On Oahu, where native birds have been largely displaced by their
introduced cousins, native plants depend almost entirely on invasive birds to spread their seeds and thrive, a new study has found.
Unfortunately, they don’t do a great job
of it, and it appears many native plants will need a helping hand if they are to continue to survive, according to a study published this month in the journal Science.
The study, by University of Illinois biologists with help from researchers from the University of Hawaii and other institutions, is billed as
the first comprehensive study on species
interactions in an ecosystem almost entirely made up of introduced plants and birds.
During the three-year project, more than
40 researchers and field assistants collected more than 3,200 fecal samples from 21 bird
species at seven sites across Oahu, identifying more than 100,000 viable seeds from the
droppings.
An analysis of the seeds revealed that
Oahu’s invasive birds have developed complex patterns of often specialized interactions
with plants that are strikingly similar to
native-dominated ecosystems elsewhere.
This was surprising, according to the study, because while such complex patterns are seen in ecosystems that have evolved over millenniums, the introduced species on Oahu have
coexisted for less than 100 years.
To see complex yet stable networks in such
a degraded ecosystem challenges the widely held perception that coevolution is required for the emergence of those complex networks in nature.
“This realization was astonishing and one of the most memorable ‘eureka moments’ of my career to date,” said Jeferson Vizentin-Bugoni, the study’s lead author, from the University of
Illinois at Urbana-Champaign.
The researchers tested the stability of
non-native bird-plant interactions by simulating the extinction process.
Vizentin-Bugoni said he tried to determine how quickly the birds would go extinct by removing plants in a given sequence. What he found were rates of
population collapse “very similar” to native communities, giving them a surprising stability.
While that might sound like good news, Vizentin-
Bugoni said, the study didn’t find any evidence of a single native bird consuming a native seed.
Vizentin-Bugoni said that while he didn’t have a lot of optimism for finding interactions between pairs of
native species, “it is still shocking to see not a single interaction between a native bird and a native plant.”

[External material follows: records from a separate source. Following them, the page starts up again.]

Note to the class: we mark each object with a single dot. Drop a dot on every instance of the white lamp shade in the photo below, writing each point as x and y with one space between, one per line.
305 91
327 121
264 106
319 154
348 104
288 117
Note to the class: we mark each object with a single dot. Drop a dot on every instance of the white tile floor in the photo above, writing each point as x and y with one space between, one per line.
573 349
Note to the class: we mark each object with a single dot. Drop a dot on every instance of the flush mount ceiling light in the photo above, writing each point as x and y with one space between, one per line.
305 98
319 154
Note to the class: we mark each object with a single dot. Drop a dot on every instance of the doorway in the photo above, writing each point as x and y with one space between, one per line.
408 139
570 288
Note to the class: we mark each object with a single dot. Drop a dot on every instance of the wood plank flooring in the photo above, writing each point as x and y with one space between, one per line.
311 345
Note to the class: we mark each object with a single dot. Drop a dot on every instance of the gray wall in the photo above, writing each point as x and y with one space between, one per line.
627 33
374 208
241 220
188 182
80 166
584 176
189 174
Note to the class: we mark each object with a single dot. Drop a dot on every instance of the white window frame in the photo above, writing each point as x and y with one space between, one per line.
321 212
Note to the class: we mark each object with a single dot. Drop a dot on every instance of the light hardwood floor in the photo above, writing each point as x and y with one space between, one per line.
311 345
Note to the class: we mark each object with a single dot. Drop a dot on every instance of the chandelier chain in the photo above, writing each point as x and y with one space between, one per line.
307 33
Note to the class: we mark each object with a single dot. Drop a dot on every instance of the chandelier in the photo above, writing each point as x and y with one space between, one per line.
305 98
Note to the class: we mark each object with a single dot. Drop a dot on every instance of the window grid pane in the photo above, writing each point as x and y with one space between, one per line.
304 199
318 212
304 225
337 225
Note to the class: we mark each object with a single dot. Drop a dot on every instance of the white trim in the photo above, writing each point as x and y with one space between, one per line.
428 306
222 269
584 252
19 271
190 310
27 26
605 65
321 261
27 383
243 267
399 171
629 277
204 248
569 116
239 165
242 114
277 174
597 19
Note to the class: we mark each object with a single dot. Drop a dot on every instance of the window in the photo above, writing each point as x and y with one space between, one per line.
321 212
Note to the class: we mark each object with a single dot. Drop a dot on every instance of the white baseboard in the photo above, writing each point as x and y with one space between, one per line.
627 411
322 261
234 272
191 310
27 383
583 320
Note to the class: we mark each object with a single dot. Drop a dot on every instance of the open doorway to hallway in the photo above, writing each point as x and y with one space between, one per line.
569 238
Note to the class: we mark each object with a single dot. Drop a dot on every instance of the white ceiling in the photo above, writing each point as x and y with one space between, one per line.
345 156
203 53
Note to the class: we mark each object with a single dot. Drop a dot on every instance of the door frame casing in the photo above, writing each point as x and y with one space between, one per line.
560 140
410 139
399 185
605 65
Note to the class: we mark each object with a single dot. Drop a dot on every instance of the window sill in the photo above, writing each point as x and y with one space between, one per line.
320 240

It turns out the invasive birds are eating and dispersing mostly non-native plant seeds, according to the study.
Why aren’t Oahu’s birds dispersing more native plant seeds?
“We don’t know precisely why yet, but likely it has multiple causes,” he said. “Birds do eat fruits of some native plants, but most birds have small bills and cannot disperse seeds that are too large. Such large seeds are probably adapted to dispersal by some large-bodied native animals which are now extinct.”
These native plants with larger seeds are like ecological “ghosts” waiting for a disperser that never comes and now depend entirely on humans to do this service, Vizentin-Bugoni said.
The researchers said
that while some work is
occurring in the forests of Oahu to perpetuate native species, more is needed to help these species survive.
“Without active management, Oahu’s forests will continue to be transformed into an invasive-dominated landscape, with only a few native plants holding on,” said paper co-author Corey Tarwater, a University of
Wyoming assistant professor.
Vizentin-Bugoni said the study was undertaken on Oahu essentially because the Hawaiian Islands are the extinction and invasive-
species capital of the world.
“The Hawaiian archipelago — and the island of Oahu in particular — has a long story of extinctions and species invasions. It started when the first Polynesians colonized the archipelago. The fossil evidence suggests that several large-bodied birds were extinct around this period as a result of hunting,” he said.
“But most of the extinctions are more recent. Both extinctions and colonization of exotic species increased dramatically with the
increase of the human population on the island and — more recently — with tourism: People bring pets, seeds and diseases which occasionally are accidentally spread and harm the native biodiversity.”
Vizentin-Bugoni said researchers don’t know whether the new ecosystem works as well as it did before extinction and invasion started because “we don’t know precisely how the ecosystem was in the past.”
“This is one of the sad aspects of extinctions: When species are lost, we also lose the information on what roles they used to play in the ecosystem, and we can only reconstruct an incomplete picture of this based on few fossils when those exist,” he said.